Third, a daily variation in lymphocyte counts (CD4+ and B cells; CD8+ T cells were not evaluated) in mouse lymph nodes was shown to be regulated by the circadian release of noradrenaline from adrenergic nerves, which innervate lymphoid organs, via β-adrenergic receptor signaling in lymphocytes (26). Previous work from the same group had shown that β-adrenergic receptor signaling enhances the responsiveness of the chemokine receptors CCR7 and CXCR4 (27). Whether adrenergic signals also influence the daily rhythm of CD8+ T cells in lymph nodes was not reported by Suzuki and colleagues (27) but is likely, given that β-adrenergic receptor signaling impacts the response of CD8+ T cells to CCL21 and CXCL12, the ligands for CCR7 and CXCR4, respectively.
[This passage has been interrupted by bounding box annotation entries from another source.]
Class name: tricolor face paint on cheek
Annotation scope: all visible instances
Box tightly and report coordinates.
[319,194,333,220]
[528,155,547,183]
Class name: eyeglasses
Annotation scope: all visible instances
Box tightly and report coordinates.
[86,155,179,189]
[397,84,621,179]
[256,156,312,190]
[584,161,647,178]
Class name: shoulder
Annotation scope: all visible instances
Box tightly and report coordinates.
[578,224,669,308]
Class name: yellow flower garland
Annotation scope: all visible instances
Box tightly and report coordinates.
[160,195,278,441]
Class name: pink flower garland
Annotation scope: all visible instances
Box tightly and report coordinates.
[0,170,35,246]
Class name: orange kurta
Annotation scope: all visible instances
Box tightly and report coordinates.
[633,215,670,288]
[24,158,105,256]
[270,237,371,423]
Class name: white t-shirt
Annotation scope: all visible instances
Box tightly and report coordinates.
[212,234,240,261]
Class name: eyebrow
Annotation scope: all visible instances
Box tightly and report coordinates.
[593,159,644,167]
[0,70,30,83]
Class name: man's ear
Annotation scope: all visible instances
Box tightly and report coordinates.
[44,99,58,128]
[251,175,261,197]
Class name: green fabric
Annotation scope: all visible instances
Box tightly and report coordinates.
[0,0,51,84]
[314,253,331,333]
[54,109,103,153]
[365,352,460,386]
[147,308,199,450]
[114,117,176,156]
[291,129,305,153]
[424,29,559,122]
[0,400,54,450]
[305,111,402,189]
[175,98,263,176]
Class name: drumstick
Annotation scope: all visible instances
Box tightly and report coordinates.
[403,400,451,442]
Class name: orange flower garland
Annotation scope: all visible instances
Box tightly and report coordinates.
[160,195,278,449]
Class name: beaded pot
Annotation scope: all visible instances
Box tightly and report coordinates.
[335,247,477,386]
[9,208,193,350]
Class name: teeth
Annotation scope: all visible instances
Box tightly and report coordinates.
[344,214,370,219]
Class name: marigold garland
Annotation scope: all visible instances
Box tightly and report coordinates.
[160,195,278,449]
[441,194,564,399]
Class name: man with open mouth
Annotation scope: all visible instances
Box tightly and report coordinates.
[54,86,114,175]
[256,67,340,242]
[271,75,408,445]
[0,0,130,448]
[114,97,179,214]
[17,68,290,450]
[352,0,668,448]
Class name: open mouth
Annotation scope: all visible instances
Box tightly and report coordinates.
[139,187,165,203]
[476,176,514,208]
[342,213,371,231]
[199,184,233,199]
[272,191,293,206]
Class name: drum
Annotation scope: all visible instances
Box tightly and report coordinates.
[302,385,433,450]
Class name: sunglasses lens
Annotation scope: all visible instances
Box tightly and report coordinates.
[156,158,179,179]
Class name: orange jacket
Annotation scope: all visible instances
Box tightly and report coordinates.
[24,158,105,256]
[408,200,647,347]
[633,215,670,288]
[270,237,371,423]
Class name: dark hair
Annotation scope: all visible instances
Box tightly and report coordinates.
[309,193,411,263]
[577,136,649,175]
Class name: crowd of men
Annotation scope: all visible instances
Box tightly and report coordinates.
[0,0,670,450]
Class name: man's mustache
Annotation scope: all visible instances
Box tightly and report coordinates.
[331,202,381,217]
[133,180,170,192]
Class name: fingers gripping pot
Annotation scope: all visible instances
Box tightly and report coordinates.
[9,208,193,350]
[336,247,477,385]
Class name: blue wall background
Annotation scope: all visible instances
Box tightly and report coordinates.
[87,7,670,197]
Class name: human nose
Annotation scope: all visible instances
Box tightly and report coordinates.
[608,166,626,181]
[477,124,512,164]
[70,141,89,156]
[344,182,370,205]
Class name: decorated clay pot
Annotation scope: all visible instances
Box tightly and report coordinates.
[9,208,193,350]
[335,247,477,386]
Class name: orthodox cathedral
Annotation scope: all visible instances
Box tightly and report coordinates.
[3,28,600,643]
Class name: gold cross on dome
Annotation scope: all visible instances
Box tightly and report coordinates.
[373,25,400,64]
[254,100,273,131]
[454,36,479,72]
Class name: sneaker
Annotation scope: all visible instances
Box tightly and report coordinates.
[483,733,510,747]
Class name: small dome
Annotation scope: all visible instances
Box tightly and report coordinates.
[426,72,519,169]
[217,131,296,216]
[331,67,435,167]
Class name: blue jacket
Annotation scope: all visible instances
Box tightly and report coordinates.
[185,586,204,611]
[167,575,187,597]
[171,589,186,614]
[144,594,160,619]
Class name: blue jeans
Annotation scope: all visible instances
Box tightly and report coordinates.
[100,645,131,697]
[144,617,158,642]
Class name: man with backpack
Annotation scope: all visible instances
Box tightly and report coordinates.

In summary, several mechanisms converge to promote the retention of T cells in lymphoid organs at the night onset (Fig. 1): 1) glucocorticoids and inputs from adrenergic neurons affect T cell retention via the regulation of CXCR4 expression and signaling, respectively; 2) adrenergic signals and the clock transcription factor BMAL1 regulate CCR7 signaling and expression, respectively; and 3) BMAL1 controls S1PR1 expression.

FIGURE 1.

Circadian rhythm in CD8+ T cells. The presence of the molecular clock within CD8+ T cells combined with the effects of rhythmic circulating molecules on CD8+ T cells induces a rhythmicity of the expression of hundreds of clock-controlled genes (CCGs) and of signaling pathways within CD8+ T cells. This circadian regulation impacts CD8+ T cell abundance in the blood as well as the magnitude of the response of CD8+ T cells following Ag recognition. In the right panel, the size of items denotes relative abundance or activity. SCN, suprachiasmatic nucleus; CORT, corticosterone or cortisol; NA, noradrenaline.

FIGURE 1.

Circadian rhythm in CD8+ T cells. The presence of the molecular clock within CD8+ T cells combined with the effects of rhythmic circulating molecules on CD8+ T cells induces a rhythmicity of the expression of hundreds of clock-controlled genes (CCGs) and of signaling pathways within CD8+ T cells. This circadian regulation impacts CD8+ T cell abundance in the blood as well as the magnitude of the response of CD8+ T cells following Ag recognition. In the right panel, the size of items denotes relative abundance or activity. SCN, suprachiasmatic nucleus; CORT, corticosterone or cortisol; NA, noradrenaline.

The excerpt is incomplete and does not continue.